Under the Bill, NADA will collect and use personal data of athletes in accordance with the International Standard for the Protection of Privacy and Personal Information. It is one of the eight ‘mandatory’ standards of the World Anti-Doping Code. One of the amendments moved by the Union Sports Minister removed the provision relating to compliance with the International Standard for the Protection of Privacy and Personal Information.
Establishing more testing laboratories across states
Currently India has one National Dope Testing Laboratory (NDTL). MPs raised the demand to establish testing laboratories across states to increase testing capacity. The Minister responded by saying that if required in the future, the government will establish more testing laboratories across states. Further, in order to increase testing capacity, private labs may also be set up. The Parliamentary Standing Committee on Sports (2022) also emphasised the need to open more dope testing laboratories, preferably one in each state, to cater to the need of the country and become a leader in the South East Asia region in the areas of anti-doping science and education.

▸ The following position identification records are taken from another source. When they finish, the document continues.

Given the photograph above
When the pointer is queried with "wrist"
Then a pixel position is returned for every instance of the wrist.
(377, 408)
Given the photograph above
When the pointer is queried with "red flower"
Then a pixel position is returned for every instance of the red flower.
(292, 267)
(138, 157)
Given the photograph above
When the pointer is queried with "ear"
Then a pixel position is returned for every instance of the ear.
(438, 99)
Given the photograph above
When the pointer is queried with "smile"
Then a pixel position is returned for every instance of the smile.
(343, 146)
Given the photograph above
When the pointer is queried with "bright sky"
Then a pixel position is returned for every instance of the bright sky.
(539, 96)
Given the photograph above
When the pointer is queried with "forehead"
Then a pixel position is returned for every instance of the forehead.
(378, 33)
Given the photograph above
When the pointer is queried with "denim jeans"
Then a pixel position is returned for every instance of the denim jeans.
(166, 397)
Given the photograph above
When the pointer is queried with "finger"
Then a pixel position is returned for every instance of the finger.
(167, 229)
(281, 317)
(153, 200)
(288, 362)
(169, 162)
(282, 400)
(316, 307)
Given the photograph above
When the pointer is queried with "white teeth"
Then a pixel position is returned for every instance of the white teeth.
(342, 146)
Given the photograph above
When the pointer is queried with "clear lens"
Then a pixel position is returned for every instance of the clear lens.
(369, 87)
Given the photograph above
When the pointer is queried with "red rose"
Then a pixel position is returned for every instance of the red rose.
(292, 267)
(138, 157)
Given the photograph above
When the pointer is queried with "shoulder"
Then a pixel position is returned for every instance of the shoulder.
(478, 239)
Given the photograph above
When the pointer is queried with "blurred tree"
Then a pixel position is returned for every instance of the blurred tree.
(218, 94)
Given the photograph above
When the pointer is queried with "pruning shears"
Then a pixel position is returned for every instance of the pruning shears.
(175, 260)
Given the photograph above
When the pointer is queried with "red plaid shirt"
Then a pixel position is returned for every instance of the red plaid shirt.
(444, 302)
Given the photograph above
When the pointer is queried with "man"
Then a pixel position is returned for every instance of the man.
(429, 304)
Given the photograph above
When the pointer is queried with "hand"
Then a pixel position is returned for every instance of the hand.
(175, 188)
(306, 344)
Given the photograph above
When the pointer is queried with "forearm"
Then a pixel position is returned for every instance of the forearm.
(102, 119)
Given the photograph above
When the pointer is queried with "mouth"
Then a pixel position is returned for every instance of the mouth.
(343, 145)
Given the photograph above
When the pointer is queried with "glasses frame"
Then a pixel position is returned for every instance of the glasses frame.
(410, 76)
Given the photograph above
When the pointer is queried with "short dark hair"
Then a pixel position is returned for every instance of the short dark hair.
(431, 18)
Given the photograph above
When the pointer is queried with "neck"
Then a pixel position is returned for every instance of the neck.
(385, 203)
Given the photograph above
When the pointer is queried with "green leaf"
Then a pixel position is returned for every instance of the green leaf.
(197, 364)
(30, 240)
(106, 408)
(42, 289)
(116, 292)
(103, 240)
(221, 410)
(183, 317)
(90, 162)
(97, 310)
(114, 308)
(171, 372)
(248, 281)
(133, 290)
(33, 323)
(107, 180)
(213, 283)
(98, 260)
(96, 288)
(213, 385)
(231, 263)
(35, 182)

In August, 2019 a six-month suspension was imposed on NDTL for not complying with International Standard for Laboratories (ISL) by WADA. The suspension was extended for another six months in July, 2020 due to non-conformity with ISL. The second suspension was to remain in effect until the Laboratory complies with ISL. However, the suspension was extended for another six months in January, 2021 as COVID-19 impacted WADA’s ability to conduct an on-site assessment of the Laboratory. In December, 2021 WADA reinstated the accreditation of NDTL.
Several athletes in India are not aware about the anti-doping rules and the prohibited substances. Due to lack of awareness, they end up consuming prohibited substances through supplements. MPs highlighted the need to conduct more awareness campaigns around anti-doping. The Minister informed the House that in the past one year, NADA has conducted about 100 hybrid workshops relating to awareness on anti-doping. The Bill will enable NADA to conduct more awareness campaigns and research in anti-doping. Further, the central government is working with the Food Safety and Standards Authority of India (FSSAI) to test dietary supplements consumed by athletes.
While examining the Bill, the Parliamentary Standing Committee on Sports (2022) recommended several measures to improve and strengthen the antidoping ecosystem in the country. These measures include: (i) enforcing regulatory action towards labelling and use of ‘dope-free’ certified supplements, and (ii) mandating ‘dope-free’ certification by independent bodies for supplements consumed by athletes.